Internet è anche quel posto meraviglioso in cui, se posti la foto di un gatto randagio avvistato sul set del nuovo film di James Gunn, lui ti risponde cinque minuti dopo per dirti: «Fake news! Il gatto non è assolutamente randagio, è il nostro delegato di produzione! ». La rete sta, insomma, riducendo drasticamente la distanza tra star e fan, anche nel mondo del cinema. Lo ha scoperto a sue spese il giornalista Fabrizio Guida, che, qualche anno fa, all’uscita di America Latina, scrisse su Instagram: «Vediamo se i grandi fratelli D’Innocenzo sono riusciti a fare un film più brutto del primo, ma soprattutto più brutto del secondo». Gli rispose un misurato Fabio D’Innocenzo: «Ti compro, fallito».
Ecco la grande livella di Internet in azione, a ribadirci un concetto universale: anche laggente famosa sono esseri umani.
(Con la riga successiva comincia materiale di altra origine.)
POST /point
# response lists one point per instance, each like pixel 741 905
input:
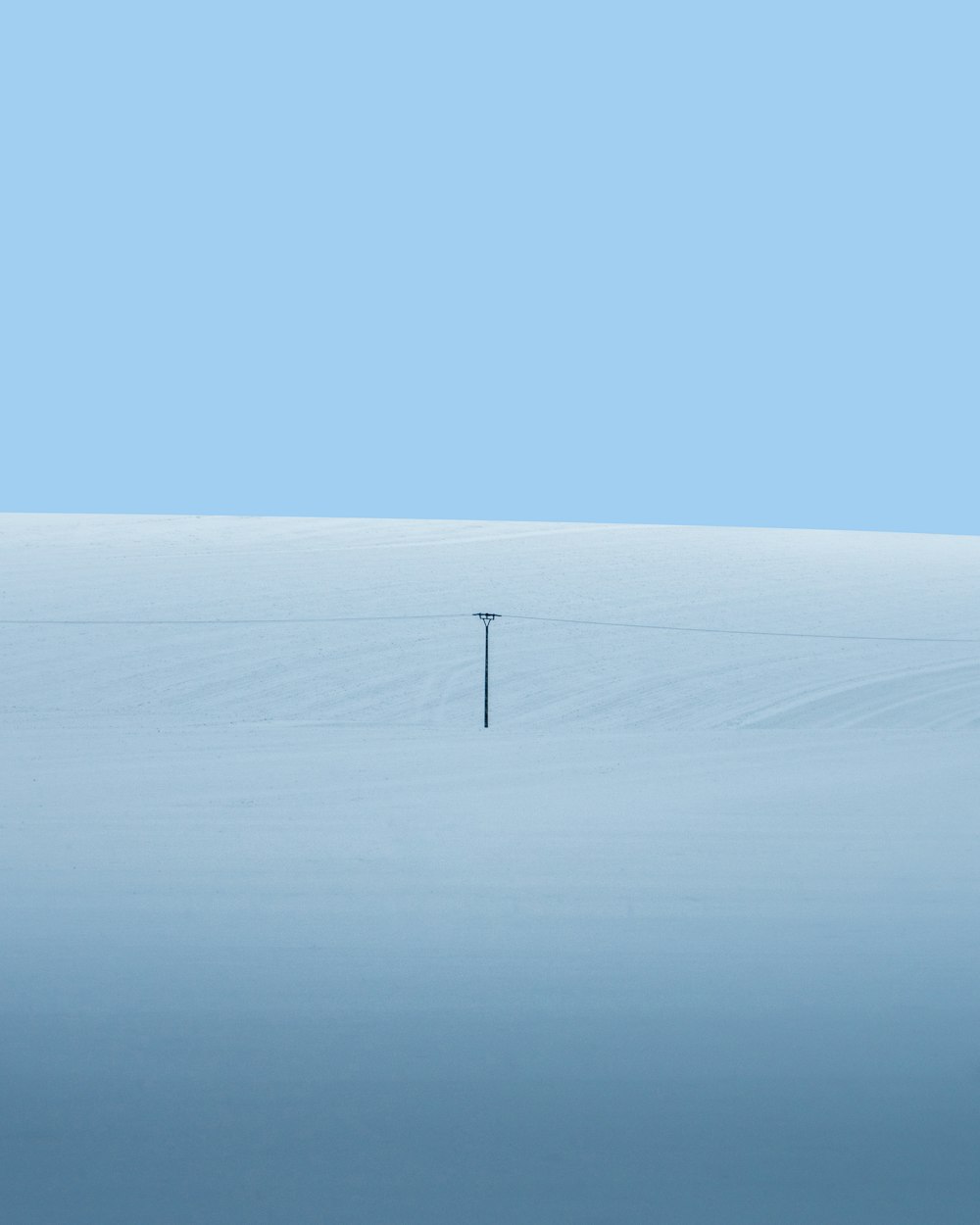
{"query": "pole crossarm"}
pixel 486 617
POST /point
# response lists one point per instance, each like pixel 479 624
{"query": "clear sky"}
pixel 656 263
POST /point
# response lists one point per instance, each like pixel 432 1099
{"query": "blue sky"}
pixel 679 264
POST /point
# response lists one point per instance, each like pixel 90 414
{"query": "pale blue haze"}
pixel 684 264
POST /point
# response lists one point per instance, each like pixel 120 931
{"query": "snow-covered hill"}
pixel 65 576
pixel 690 936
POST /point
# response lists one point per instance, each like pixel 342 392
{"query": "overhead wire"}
pixel 511 616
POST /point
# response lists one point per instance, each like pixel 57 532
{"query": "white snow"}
pixel 689 935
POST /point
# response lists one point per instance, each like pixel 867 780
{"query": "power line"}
pixel 513 616
pixel 754 633
pixel 265 620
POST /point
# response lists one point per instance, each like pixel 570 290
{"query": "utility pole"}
pixel 486 617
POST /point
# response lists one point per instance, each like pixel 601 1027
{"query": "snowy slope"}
pixel 690 936
pixel 77 571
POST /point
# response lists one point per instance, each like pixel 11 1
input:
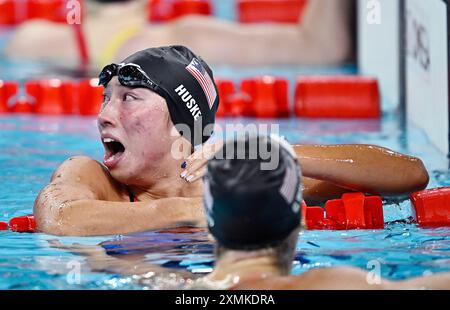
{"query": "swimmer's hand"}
pixel 196 163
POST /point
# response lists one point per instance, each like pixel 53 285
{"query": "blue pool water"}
pixel 33 146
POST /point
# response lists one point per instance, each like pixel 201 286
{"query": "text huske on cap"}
pixel 189 100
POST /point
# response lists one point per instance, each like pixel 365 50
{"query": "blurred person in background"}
pixel 117 28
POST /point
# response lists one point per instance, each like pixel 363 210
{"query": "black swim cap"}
pixel 187 84
pixel 248 207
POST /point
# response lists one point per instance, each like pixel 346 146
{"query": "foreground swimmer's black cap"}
pixel 248 207
pixel 187 84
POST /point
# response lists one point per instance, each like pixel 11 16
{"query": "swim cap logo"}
pixel 191 104
pixel 196 69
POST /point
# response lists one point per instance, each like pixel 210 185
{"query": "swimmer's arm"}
pixel 81 200
pixel 366 168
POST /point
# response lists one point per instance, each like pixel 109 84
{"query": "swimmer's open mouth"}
pixel 113 149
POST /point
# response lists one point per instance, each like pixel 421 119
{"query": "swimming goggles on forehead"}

In particolare, i Fratelli D’Innocenzo sono esseri umani più complicati di altri, altrimenti non farebbero i film che fanno. Rivedendo America Latina, ho pensato al Lanthimos de Il sacrificio del cervo sacro, quel tipo di autore che gode nel farti sentire a disagio, scoperchiando il barattolo del perbenismo borghese per mostrarti ciò che si cela al di sotto, nell’ombra. È anche un film che sembra farlo più per il gusto di darsi un tono da autore scomodo che non con un intento sincero. America Latina parte molto bene, ma poi si perde in un bicchiere d’acqua, nei rivoli interminabili di scene messe in fila per creare disagio senza una direzione precisa, in dialoghi “strani” recitati strani perché sì. La confezione, sia chiaro, è impeccabile: un Agro Pontino gelido e inospitale, puntellato da sparute costruzioni di rara bruttezza (inclusa la villetta del protagonista). Un disagio che trasuda da ogni singola immagine: è così che si fa il cinema, bisogna ammetterlo.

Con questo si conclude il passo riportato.